I`m intermediate at coding but messy code is basically keeping it organized. When you write hundreds of lines than come back to it months later, it may be hard to understand what you made months ago. Labeling certain functions, making clear places for defining variables, and proper indentation can made code easier and more understandable to read to the eye.
Well, you have to bear in mind that a lot of things in code are up to preference.
Messy code in general could be bad practices, vague variables or poorly named/structured code, unoptimized code, etc.
It boils down to having readable, clear, efficient, and documented code in some cases.

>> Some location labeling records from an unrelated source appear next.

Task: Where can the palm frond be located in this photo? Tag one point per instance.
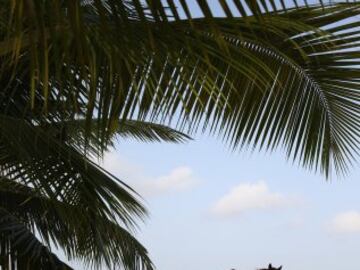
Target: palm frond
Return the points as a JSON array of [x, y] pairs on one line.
[[78, 230], [20, 249], [275, 76]]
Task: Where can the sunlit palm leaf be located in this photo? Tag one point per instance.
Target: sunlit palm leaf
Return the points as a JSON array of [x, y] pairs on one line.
[[78, 230], [262, 79]]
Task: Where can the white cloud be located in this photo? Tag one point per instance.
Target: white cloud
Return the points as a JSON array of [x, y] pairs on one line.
[[178, 179], [347, 222], [249, 196]]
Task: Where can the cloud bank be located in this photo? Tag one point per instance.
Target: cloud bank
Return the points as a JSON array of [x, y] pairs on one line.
[[346, 222], [247, 196], [179, 179]]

If you don’t have any of these, with the exception of documentation (though documentation is very helpful sometimes), it could be considered messy code.
Messy code is easy to avoid in lua as it is not that hard to understand what the code in scripts are doing in lua because lua is very basic function wise because there are not a lot of different functions and variables in lua like c or c++ for example where it is a lot harder to keep your code organized cause it can be confusing because of all the different functions and variables in c or c++.

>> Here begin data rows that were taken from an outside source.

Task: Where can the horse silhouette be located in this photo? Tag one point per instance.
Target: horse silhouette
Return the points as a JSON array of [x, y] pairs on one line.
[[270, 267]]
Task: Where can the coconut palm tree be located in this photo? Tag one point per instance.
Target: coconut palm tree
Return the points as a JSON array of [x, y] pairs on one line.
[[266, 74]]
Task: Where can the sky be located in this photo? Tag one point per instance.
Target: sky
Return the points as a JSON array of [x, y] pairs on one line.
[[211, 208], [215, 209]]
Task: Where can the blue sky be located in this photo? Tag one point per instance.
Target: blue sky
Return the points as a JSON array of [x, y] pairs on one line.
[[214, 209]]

Use indents. Avoid deprecated functions, bad practices, code smell. Learn some optimization methods. And document everything.
Just going off of things I see often in the scripting support forum…
In my opinion, the best way to avoid writing messy code is through the use of modularization.
Modularization can be easily implemented using ModuleScripts. The principle is simple: code should be divided into modules that fulfill a specific task or collection of predictable, similar tasks. Imagine the principle of least astonishment for code organization.
I don’t think I could possibly disagree with anything more than I disagree with this. Strictly object-oriented languages such as C and C++ all but force you to organize code into classes and objects that fulfill a specific purpose. Consequently, the code will be organized into individual (hopefully concise) files (classes) that fulfill predictable purposes.
I’d say that these are really references to bad code, not messy code.